A little in Amy’s story directly reflects Chris, beyond the shared attitude and mention of a child at home. But perhaps Amy’s modest adventures of the heart echo Chris in less literal ways? The gap between fact and fiction is there Bergman Island finds its mumbling strength. Its perhaps unanswerable questions about itself and creation give Hansen-Løve’s fine-tuned film a creeping weight. Maybe one of art’s guesses.
To this end, the film gets Chris to ask questions about Bergman – how his work, which she loves, did or did not reflect the actual, difficult person. We in the audience can also zoom out and look at Hansen-Løve himself, and wonder how much of Bergman Island is a commentary on her own past relationship with a famous director, her own travels to understand her craft and produce the soft wonders she has over the years.
Rather miraculous, Bergman Island is not intimidated by pretentious navel gazing. It is a film about filmmaking (or a writing about writing) that humbly stacks its metatextual layers and speaks more to the ineffective whims and fancies of creation than to any distant, quantifiable brilliance that needs to be explained to the masses. It is a generous film in that way, which invites the audience to the warming campfire at Hansen-Løve, without dragging us through a burning crucible of unimpeded passion.
Hansen-Løve attracts suitable natural, nuanced performances from his actors. Krieps, who last saw freaking on a beach that makes you old, turns away from his mouse character Phantom wire at a small angle. Like Phantom wireAlma, Chris can give some inspiration to his more intense partner. But Chris has his own fascinations and ambitions, his own determination and self-doubt to take care of. It is a pleasure to see Krieps observe things, follow her around this island when she and Hansen-Løve think about things, absorb and work through. Wasikowska meanwhile communicates lots of thirty feelings – fatigue, loss, hope, departure – in a whirling scene involving an ABBA song and slipping away a bittersweet dream. There we see glimpses of Hansen-Løves Bye first love, perhaps when Amy heads towards Hansen-Løve’s late middle-aged huff Things to come.
It took me a second view to really groove on the lo-fi hike off Bergman Island.
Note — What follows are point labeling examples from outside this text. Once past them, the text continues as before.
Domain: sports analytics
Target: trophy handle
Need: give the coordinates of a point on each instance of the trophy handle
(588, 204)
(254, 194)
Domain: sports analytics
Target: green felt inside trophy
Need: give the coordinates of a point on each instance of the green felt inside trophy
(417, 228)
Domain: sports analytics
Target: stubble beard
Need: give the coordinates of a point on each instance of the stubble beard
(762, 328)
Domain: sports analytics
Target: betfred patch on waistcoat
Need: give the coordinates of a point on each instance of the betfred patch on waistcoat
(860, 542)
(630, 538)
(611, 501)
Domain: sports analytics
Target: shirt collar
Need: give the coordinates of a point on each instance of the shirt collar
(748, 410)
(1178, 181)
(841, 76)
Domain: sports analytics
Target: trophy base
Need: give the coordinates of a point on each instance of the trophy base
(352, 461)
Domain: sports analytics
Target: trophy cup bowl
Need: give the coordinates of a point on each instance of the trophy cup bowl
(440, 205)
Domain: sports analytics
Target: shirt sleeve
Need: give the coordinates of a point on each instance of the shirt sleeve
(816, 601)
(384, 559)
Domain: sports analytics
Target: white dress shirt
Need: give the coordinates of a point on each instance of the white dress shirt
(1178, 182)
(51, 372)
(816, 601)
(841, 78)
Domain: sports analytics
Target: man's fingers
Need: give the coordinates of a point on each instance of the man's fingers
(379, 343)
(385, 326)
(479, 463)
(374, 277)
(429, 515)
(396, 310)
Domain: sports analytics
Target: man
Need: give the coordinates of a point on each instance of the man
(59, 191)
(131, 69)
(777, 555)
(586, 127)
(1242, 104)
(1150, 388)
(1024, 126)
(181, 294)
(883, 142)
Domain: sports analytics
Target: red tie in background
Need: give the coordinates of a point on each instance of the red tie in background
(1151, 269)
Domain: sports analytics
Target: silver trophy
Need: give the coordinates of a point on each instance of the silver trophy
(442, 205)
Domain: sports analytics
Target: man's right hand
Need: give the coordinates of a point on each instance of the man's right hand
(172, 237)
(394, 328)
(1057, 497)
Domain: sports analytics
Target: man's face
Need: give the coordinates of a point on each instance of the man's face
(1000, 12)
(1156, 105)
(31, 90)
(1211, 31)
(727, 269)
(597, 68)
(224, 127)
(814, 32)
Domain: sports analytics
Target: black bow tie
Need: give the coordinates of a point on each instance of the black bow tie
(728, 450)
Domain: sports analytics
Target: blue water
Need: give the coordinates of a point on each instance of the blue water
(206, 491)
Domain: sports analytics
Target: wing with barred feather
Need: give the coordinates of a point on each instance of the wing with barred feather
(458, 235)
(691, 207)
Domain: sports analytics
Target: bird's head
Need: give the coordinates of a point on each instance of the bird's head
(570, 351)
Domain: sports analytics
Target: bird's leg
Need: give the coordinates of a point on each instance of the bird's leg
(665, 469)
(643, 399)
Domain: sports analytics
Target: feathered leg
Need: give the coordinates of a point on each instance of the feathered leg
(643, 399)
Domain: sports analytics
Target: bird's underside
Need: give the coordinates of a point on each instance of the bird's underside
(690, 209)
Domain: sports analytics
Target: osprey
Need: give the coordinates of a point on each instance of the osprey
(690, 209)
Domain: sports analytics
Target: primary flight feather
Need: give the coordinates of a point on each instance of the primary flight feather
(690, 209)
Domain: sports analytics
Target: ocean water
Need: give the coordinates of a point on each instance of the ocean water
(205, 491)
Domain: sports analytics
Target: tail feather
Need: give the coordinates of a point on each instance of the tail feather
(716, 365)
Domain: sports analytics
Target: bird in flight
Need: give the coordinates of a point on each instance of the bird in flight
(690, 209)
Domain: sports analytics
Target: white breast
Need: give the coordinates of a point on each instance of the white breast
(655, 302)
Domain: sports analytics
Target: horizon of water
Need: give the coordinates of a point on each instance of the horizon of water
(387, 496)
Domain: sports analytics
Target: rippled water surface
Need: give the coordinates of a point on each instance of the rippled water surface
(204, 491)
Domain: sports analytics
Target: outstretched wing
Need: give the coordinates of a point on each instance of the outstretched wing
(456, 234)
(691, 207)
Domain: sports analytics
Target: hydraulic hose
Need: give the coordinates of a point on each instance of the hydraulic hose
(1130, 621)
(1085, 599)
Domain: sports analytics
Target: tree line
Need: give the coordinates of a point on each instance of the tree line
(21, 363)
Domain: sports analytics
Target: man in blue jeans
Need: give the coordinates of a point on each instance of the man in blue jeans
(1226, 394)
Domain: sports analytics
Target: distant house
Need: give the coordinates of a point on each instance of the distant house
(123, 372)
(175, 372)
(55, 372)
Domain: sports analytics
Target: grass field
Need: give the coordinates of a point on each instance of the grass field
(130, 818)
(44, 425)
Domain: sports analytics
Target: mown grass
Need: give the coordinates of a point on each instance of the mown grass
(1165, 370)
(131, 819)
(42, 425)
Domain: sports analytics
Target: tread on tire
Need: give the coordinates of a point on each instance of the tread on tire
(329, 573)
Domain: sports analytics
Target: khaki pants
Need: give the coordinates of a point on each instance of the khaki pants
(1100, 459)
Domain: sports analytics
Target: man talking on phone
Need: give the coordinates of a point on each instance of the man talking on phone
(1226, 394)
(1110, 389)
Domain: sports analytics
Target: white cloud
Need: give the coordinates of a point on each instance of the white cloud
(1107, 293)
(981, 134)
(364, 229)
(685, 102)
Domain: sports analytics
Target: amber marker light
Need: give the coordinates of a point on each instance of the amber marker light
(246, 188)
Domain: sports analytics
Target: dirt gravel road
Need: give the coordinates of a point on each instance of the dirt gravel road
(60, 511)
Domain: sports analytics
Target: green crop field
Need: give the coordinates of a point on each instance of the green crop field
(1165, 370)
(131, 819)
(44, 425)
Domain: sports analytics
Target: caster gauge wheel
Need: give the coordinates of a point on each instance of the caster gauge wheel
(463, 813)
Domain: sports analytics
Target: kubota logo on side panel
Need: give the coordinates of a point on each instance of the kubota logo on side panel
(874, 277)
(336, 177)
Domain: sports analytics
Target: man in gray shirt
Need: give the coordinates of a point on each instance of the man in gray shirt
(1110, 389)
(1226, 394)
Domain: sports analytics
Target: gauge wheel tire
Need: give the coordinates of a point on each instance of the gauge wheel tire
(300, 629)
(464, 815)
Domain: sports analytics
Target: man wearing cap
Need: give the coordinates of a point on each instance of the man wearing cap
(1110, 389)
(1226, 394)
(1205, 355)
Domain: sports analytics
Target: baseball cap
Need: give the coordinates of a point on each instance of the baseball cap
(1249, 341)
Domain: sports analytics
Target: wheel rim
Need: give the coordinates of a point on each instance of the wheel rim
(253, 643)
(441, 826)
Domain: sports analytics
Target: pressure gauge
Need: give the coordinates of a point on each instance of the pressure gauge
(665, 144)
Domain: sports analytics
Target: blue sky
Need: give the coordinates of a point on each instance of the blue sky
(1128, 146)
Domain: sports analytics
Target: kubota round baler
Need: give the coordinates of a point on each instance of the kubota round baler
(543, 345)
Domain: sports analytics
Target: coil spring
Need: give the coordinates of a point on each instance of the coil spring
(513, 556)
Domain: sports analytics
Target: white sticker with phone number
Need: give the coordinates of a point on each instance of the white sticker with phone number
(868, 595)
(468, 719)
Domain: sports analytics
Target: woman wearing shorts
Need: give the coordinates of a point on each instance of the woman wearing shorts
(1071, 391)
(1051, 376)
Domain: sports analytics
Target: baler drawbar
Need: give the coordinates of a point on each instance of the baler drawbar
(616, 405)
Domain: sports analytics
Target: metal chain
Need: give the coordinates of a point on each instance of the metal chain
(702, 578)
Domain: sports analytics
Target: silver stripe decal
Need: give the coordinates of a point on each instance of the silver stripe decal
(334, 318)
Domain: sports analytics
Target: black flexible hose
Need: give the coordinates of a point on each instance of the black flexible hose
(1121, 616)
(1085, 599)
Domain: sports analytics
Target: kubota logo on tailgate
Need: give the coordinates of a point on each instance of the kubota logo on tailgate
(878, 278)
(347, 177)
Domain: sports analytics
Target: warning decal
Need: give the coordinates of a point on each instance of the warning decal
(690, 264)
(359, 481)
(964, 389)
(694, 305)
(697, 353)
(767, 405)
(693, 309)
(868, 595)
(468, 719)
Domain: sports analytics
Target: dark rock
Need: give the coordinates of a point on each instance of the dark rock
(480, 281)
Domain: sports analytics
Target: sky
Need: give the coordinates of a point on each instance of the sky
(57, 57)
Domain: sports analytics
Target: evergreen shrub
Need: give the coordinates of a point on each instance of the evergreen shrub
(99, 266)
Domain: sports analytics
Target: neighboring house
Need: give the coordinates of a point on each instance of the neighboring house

The first time I saw the film was in Cannes, where I was perhaps too distracted by my own travel experience — too overwhelmed and melancholy (on the specific mode of travel), too consumed by my own creative worries, to see what Hansen-Løve was shining back on. me. Ironically, it was only when I was home, months later and felt more rooted, that I could really appreciate what the film does with such a calm and graceful purpose. It’s really something to be transported, right? Steered towards a reconsideration of our own context of an aircraft, a boat, a car or all of the above. Or by a notebook, dutifully scribbled in. Or through a film like this, which says, with a watery and empathetic laugh: wherever you go, there you are.